Kişilerin hayat içinde bazı risklerle karşılaşması kesin iken (yaşlılık ve ölüm gibi) bazılarıyla hayat boyu karşılaşmayabilirler (hastalık, iş kazası veya meslek hastalığı, maluliyet, işsizlik gibi). Ayrıca bazı sosyal riskler, kişilerin iradelerine göre ortaya çıkar iken (evlenme, çocuk sahibi olma gibi) bazıları kişilerin iradeleri dışında meydana gelmektedir (iş kazası, ölüm gibi).

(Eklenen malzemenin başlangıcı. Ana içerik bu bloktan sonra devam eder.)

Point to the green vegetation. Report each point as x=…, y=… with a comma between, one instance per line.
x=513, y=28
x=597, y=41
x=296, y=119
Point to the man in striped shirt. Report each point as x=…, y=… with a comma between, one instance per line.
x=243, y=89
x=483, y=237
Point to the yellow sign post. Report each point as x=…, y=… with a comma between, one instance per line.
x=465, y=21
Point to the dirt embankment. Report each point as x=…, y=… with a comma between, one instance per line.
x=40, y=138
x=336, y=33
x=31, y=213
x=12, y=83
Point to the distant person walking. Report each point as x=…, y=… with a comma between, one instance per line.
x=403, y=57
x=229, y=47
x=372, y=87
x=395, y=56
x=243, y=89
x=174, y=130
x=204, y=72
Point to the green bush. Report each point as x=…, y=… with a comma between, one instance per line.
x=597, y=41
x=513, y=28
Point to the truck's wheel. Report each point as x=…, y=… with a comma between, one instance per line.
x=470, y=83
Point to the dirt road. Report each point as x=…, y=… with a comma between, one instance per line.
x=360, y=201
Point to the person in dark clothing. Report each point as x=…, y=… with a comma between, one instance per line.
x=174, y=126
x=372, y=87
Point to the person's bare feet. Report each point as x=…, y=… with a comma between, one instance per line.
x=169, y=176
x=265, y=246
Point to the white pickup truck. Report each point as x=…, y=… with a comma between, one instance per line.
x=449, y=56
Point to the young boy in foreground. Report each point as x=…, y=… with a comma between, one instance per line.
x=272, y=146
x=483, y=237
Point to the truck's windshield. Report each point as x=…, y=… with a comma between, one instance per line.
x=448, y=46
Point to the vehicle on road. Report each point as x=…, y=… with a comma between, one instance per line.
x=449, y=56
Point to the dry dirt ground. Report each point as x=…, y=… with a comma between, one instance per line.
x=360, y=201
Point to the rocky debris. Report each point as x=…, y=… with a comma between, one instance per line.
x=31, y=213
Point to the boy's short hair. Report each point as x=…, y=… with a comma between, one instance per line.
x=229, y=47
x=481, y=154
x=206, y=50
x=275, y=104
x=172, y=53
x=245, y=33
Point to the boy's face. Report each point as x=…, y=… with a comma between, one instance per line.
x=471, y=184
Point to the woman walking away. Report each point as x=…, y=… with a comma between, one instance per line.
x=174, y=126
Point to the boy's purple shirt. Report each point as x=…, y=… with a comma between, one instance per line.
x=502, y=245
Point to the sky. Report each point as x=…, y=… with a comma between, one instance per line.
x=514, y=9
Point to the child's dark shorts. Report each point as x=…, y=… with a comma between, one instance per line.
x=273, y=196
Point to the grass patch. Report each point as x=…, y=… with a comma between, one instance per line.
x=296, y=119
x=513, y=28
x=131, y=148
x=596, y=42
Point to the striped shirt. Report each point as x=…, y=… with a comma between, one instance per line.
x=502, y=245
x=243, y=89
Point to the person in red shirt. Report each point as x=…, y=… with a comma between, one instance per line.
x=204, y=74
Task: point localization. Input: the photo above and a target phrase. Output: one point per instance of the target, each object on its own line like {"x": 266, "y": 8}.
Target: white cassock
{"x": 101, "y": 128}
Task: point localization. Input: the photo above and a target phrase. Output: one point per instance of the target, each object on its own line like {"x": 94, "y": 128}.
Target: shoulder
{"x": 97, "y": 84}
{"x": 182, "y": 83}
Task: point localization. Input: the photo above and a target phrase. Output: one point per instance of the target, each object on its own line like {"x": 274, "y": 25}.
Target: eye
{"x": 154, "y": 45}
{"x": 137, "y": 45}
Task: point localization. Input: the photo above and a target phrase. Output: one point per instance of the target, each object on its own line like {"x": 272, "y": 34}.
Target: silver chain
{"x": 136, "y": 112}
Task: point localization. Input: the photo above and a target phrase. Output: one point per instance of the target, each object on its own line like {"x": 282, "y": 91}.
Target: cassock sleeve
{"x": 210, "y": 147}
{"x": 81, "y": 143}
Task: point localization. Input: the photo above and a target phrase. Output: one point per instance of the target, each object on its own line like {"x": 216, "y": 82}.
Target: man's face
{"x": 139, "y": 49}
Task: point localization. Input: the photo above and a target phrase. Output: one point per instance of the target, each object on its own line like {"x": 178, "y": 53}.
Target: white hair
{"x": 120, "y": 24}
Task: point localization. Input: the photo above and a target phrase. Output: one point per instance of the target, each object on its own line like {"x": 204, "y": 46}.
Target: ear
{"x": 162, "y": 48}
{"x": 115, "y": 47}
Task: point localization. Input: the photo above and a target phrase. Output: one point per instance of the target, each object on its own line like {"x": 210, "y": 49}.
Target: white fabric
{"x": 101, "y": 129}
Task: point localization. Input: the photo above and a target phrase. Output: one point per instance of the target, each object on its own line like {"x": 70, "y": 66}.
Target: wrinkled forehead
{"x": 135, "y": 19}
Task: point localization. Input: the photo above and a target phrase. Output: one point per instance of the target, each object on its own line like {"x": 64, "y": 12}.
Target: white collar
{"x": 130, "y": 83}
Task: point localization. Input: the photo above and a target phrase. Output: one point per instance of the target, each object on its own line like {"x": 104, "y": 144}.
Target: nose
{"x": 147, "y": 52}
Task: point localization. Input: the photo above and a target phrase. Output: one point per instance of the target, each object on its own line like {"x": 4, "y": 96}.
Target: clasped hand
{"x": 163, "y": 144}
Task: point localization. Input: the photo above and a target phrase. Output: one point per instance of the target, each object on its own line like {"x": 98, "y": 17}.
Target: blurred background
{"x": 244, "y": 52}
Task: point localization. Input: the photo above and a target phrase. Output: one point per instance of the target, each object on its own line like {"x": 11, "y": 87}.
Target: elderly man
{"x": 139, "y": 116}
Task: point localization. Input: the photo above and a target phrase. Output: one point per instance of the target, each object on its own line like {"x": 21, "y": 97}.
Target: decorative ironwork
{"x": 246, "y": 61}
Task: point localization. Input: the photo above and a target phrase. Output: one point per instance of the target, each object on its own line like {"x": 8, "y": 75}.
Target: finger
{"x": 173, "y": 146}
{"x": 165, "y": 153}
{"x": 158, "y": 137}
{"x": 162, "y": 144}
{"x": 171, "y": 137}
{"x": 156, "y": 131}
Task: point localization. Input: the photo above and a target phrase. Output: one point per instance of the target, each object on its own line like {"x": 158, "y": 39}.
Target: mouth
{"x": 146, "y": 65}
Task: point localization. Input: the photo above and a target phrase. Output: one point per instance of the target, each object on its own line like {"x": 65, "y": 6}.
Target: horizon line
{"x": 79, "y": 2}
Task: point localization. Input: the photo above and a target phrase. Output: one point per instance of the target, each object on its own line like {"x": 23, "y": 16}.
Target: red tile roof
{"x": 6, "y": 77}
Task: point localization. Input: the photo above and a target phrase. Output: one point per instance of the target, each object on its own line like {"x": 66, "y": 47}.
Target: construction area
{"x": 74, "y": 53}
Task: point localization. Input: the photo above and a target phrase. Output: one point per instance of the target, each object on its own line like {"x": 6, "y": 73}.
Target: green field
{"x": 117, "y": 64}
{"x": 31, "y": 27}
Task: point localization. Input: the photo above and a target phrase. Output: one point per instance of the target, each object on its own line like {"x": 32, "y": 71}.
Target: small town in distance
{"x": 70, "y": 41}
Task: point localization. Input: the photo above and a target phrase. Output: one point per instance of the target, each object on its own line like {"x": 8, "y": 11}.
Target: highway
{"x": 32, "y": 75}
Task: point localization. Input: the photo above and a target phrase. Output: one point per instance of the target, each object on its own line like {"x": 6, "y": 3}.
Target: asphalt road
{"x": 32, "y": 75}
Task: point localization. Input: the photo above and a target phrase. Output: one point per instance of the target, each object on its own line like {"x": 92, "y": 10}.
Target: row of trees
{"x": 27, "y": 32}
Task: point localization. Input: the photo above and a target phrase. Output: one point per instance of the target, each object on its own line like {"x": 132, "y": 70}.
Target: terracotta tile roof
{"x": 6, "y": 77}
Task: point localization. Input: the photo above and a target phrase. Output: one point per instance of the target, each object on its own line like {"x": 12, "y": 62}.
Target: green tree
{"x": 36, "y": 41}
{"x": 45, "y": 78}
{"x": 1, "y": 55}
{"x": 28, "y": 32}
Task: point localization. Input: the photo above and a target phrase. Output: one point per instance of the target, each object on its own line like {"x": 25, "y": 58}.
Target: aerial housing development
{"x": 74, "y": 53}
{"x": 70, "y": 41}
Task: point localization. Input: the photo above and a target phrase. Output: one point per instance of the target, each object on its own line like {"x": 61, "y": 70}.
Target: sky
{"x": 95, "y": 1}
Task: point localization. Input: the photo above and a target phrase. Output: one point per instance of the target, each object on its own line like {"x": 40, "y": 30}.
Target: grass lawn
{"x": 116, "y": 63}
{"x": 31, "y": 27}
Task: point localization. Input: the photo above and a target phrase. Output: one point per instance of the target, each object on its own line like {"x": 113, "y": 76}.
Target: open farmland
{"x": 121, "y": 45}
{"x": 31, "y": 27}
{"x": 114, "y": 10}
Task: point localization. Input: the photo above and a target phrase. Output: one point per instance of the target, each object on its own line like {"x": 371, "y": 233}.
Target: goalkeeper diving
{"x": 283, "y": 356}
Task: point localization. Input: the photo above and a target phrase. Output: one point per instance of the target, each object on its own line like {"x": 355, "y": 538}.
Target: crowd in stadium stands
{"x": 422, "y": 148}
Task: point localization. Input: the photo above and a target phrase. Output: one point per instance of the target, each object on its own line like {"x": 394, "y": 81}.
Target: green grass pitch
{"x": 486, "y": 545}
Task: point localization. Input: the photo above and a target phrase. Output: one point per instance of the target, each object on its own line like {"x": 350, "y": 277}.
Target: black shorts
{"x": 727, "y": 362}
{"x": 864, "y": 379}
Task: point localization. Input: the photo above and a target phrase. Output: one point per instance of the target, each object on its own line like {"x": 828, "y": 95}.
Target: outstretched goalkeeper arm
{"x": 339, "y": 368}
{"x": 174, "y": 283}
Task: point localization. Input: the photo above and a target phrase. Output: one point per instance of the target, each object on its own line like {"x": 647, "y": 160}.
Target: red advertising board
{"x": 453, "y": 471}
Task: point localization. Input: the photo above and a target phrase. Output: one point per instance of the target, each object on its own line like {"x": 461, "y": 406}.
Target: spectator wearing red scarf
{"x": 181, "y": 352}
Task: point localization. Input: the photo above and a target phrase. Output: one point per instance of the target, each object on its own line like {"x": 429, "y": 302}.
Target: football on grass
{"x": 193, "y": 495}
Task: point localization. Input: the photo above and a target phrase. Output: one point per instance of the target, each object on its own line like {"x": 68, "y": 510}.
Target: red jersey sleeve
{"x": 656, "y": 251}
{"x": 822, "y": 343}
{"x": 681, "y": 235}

Sosyal risk, “ne zaman gerçekleşeceği bilinmemekle beraber ileride gerçekleşmesi muhtemel veya muhakkak olan ve buna maruz kalan kişinin mal varlığında eksilmeye neden olan tehlike” şeklinde tanımlanmaktadır. Kişileri sosyal risklere koruma, sosyal güvenlik sistem ve politikalarının temel amacıdır.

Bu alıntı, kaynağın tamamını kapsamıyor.